I have an application, written in C, which uses dlopen()
to dynamically load modules at runtime. Some of these modules export global symbols, which may be used by other modules loaded later.
We have one module (which I'll call weird_module.so
) which exports global symbols, one of which is weird_module_function
. If weird_module.so gets linked with a particular library (which I'll call libsomething.dylib
), then weird_module_function
can't be bound to. But if I remove the -lsomething
when linking weird_module.so
, then I can bind to weird_module_function
.
What could possibly be going on with libsomething.dylib
that would cause weird_module.so
to not export symbols? Are there things I can do to debug how symbols get exported (similar to how I can use DYLD_PRINT_BINDINGS
to debug how they get bound)?
$ LDFLAGS="-bundle -mmacosx-version-min=10.6 -Xlinker -undefined -Xlinker dynamic_lookup /usr/lib/bundle1.o"
$ gcc -o weird_module.so ${LDFLAGS} weird_module.o -lsomething
$ nm weird_module.so | grep '_weird_module_function$'
00000000000026d0 T _weird_module_function
$ gcc -o other_module.so ${LDFLAGS} other_module.o -lsomething
$ nm other_module.so | grep '_weird_module_function$'
U _weird_module_function
$ run-app
Loading weird_module.so
Loading other_module.so
dyld: lazy symbol binding failed: Symbol not found: _weird_module_function
Referenced from: other_module.so
Expected in: flat namespace
dyld: Symbol not found: _weird_module_function
Referenced from: other_module.so
Expected in: flat namespace
# Now relink without -lsomething
$ gcc -o weird_module.so ${LDFLAGS} weird_module.o
$ nm weird_module.so | grep '_weird_module_function$'
00000000000026d0 T _weird_module_function
$ run-app
Loading weird_module.so
Loading other_module.so
# No error!
Edit:
I tried putting together a minimal app to duplicate the problem, and in the course of doing so at least figured it out one thing we were doing wrong. There are two other pertinent facts relevant to duplicating the issue.
First is that run-app
preloads the module with RTLD_LAZY | RTLD_LOCAL
to inspect its metadata. The module is then dlclose()

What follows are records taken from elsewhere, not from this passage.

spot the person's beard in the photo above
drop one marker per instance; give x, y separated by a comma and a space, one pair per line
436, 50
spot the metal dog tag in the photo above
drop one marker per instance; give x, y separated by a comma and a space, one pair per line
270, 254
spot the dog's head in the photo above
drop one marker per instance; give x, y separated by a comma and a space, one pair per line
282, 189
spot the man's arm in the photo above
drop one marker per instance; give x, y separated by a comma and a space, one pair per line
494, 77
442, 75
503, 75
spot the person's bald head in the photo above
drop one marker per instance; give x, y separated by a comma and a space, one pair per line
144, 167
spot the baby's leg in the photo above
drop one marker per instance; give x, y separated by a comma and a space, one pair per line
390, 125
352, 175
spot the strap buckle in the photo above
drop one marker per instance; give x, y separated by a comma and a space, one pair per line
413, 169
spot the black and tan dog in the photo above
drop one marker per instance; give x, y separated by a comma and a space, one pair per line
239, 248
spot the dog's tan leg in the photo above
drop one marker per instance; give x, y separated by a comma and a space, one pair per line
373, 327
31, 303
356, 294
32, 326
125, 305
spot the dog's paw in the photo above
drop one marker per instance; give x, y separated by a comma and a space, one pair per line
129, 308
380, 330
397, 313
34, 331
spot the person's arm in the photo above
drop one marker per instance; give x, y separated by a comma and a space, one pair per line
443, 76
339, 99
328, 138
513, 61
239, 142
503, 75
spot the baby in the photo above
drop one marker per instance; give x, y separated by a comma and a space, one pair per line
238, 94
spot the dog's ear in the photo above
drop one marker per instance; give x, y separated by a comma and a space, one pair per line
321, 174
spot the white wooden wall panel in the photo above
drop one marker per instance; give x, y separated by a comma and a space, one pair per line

ed and reopened with either RTLD_LAZY | RTLD_GLOBAL
or RTLD_NOW | RTLD_LOCAL
, depending on the metadata. (For both modules in question, it reopens with RTLD_LAZY | RTLD_GLOBAL
).
Secondly, there turns out to be a symbol collision in weird_module.so
and libsomething.dylib
for a const
global.
$ nm weird_module.so | grep '_something_global`
00000000000158f0 S _something_global
$ nm libsomething.dylib | grep '_something_global'
0000000000031130 S _something_global
I'm willing to consider that the duplicate symbol would put me in the realm of undefined behavior, so I'm dropping the question.